Founded in 2008 by Coral Rose Grant, TSTLC’s stated mission is to help people “live their best lives” and, ultimately, make a career out of teaching others the same.

This week, it is the subject of a major class-action lawsuit led by two former clients, Cheri Lucas and April Fisher—the latter of whom taught classes for TSTLC. Together, the two allege that the company was part of a Ponzi scheme devised by Coral and her husband, Mac, in which they pocketed investor money totaling anywhere from $8 million to $20 million, using it to “live like royalty.”

Charging people hundreds of dollars to help them find the “life of their dreams,” they instead used it to live out their own. The mastermind behind the scheme, the two claim, was a “career fraudster and federal felon” Kevin Trudeau, the “infomercial king” who is serving time in prison for diet books. Coral, they say, not only visited Trudeau in prison, but spent money trying to get him released.

Filed on behalf of “all persons who have entered into ‘coaching contracts’ or ‘investor contracts’ with any of the defendants,” Lucas and Fisher are asking for $30 million total in damages for fraud, theft, and racketeering, as well as gross negligence and deceptive trade.

The claim paints a grim picture of scam, with the master coaches turning clients into players—stripping them of hundreds of thousands of dollars and feeding them lies about “happiness.”

On TSTLF’s website users are greeted by the words “Become a Life Coach” in enormous white letters. Their definition of “living your best life” seems fairly broad. “From a middle aged soccer mom looking to lose a few pounds to an upper level executive looking to negotiate a seven-figure business deal, you will possess the confidence, skill and knowledge required to make you an invaluable resource in the lives of your Life Coaching clients,” their certification page reads. “As a Life Coaching Professional, you can demand anywhere from $75 to $500 per hour.”

Where the breakdown seems to have happened, according to the complaint, is what the Grants’ call a “commission agreement.” Essentially a “coaching contract,” the lawsuit explains it as a “commission percentage or fee” rewarded to coaches who either recruited coaching clients or taught coaching classes themselves. It’s money, they say, that never came.

On top of this, the Grants also “invited people (coaches, members, clients) to become ‘investors,’ i.e. give them flat sums in exchange for non-specific future returns.” Returns that, according to the plaintiffs, never panned out. Instead, Lucas and Fisher said the Grants pocketed the money owed to coaches and the money given by investors.

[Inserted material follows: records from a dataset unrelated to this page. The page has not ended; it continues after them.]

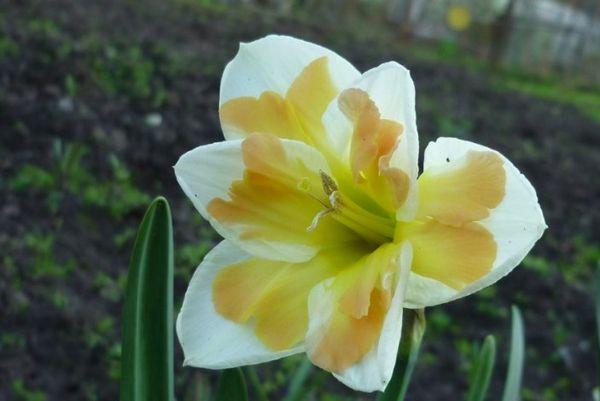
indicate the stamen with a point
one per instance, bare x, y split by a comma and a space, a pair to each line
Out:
317, 218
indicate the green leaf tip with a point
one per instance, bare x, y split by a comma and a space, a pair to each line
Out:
413, 329
147, 342
483, 367
514, 375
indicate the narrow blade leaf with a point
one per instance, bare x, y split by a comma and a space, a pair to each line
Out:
147, 359
597, 302
413, 329
232, 386
514, 375
482, 369
298, 380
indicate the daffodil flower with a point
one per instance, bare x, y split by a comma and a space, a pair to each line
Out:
329, 233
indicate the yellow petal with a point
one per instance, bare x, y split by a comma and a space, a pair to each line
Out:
464, 190
347, 313
275, 294
277, 199
455, 256
373, 141
297, 116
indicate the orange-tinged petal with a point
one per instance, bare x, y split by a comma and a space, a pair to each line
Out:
455, 256
275, 294
463, 191
373, 141
269, 114
310, 94
348, 339
277, 199
348, 312
297, 116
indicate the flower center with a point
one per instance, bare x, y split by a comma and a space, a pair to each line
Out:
372, 227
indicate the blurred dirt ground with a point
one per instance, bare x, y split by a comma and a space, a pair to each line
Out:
99, 98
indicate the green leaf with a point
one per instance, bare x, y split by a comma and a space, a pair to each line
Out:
147, 359
413, 328
232, 386
597, 302
514, 375
259, 392
297, 383
482, 368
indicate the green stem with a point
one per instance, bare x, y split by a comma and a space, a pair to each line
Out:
297, 383
256, 385
413, 329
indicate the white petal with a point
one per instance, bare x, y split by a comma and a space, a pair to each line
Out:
208, 339
375, 370
393, 91
516, 224
273, 62
207, 172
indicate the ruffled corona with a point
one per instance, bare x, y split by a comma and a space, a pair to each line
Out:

After spending all of the money that they’d pocketed from investors and commission fees, the Grants allegedly started opening up smaller companies and telling clients to direct their money there. Before doing so, they canceled previous contracts, citing “recent events,” and noting that investors would not be able to collect their money.

If the Grants set out to help people live their best lives, they may have gotten lost along the way. According to the plantiffs’ attorneys, the two went as far as to steal from clients’ life savings. “Coral and Mac Grant took advantage of a lot of people,” they told The Daily Beast. “They took millions of dollars with no intention of giving it back.”